Ultimately, for the full benefits of electric competition to be realized, the regulatory environment needs to become less politicized. Abrupt reactions to short-term circumstances, such as proposals for a return to traditional utility regulation, not only impede a rationale resolution of the challenges faced by policymakers and regulators, but also hurt ratepayers directly by creating uncertainty and increasing perceived investment risks, which ultimately lead to increased borrowing costs and higher rates. Given the volatility and uncertainty in fossil-fuel markets created by the conflicts in the Middle East and increasing demand in Asia, as well as uncertainty as to the ultimate policy resolution of important environmental issues such as climate change and mercury control, the last thing ratepayers need is to have politicized electricity markets.
1. Promoting Wholesale Competition Through Open Access Non-discriminatory Transmission Services by Public Utilities; Recovery of Stranded Costs by Public Utilities and Transmitting Utilities, Final Rule, April 24, 1996.
2. Putting Competitive Power Markets to the Test, Global Energy Decisions, 2005.
3. Based on research performed by Dr. Axelrod using the inflation adjusted weighted per unit production costs (FERC Form 1 data) for a sample set of Northeast utilities representing the PJM/NY/NE-ISOs structured markets.
4. Dr. Axelrod found when projecting 2004 Energy Information Administration (EIA) statewide electric price data for the Northeast using actual fuel price increases during 2005, as if fuel-related expenses were automatically flowed through, production costs would have been 15 percent higher than actual production costs as reported in the FERC Form 1 for 2005.
5. GED and PJM, ISO-NE, and NY-ISO State of the Market Reports.
6. Dr. Axelrod’s analysis also found that the average standard deviation for the weighted production costs for the Northeast sample set was 0.45 percent for the pre-restructured period, 1996-2000, and 0.32 percent for the structured period 2000-2005.
7. Note that the natural-gas prices spiked following hurricanes Rita and Katrina at the end of 2005, with the average city gate price for October 2005 reaching above $12/MMBtu.
8. The coal-price series represents a national average including long-term contract prices. Spot prices have risen to a much greater extent than indicated. The spot price for Central Appalachian coal was above $60/ton, or $2.40/MMBtu, for most of 2005.
9. Electricity and Underlying Fuel Costs, Analysis Group, 2006.
10. Alabama, Georgia, Louisiana, Mississippi and South Carolina.
11. Delaware, Maryland, New Jersey and Pennsylvania.
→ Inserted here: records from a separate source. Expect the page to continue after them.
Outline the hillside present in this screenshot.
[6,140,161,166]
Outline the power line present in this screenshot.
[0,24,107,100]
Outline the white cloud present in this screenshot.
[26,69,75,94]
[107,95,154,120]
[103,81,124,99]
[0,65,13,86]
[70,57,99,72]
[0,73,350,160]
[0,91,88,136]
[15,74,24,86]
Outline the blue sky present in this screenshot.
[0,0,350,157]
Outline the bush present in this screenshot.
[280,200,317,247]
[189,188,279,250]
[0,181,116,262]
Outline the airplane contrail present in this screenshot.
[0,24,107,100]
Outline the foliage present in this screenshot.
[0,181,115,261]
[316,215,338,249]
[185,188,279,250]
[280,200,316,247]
12. Analysis based on EIA data.
13. While far from perfect, the best institutional arrangement devised to date to facilitate the development of electricity markets is the ISO/RTO framework, of which PJM arguably has been one of the best examples. It is thus all the more surprising—and rather alarming—to hear policymakers within PJM itself increasingly expressing opposition to electricity restructuring and competitive electric markets.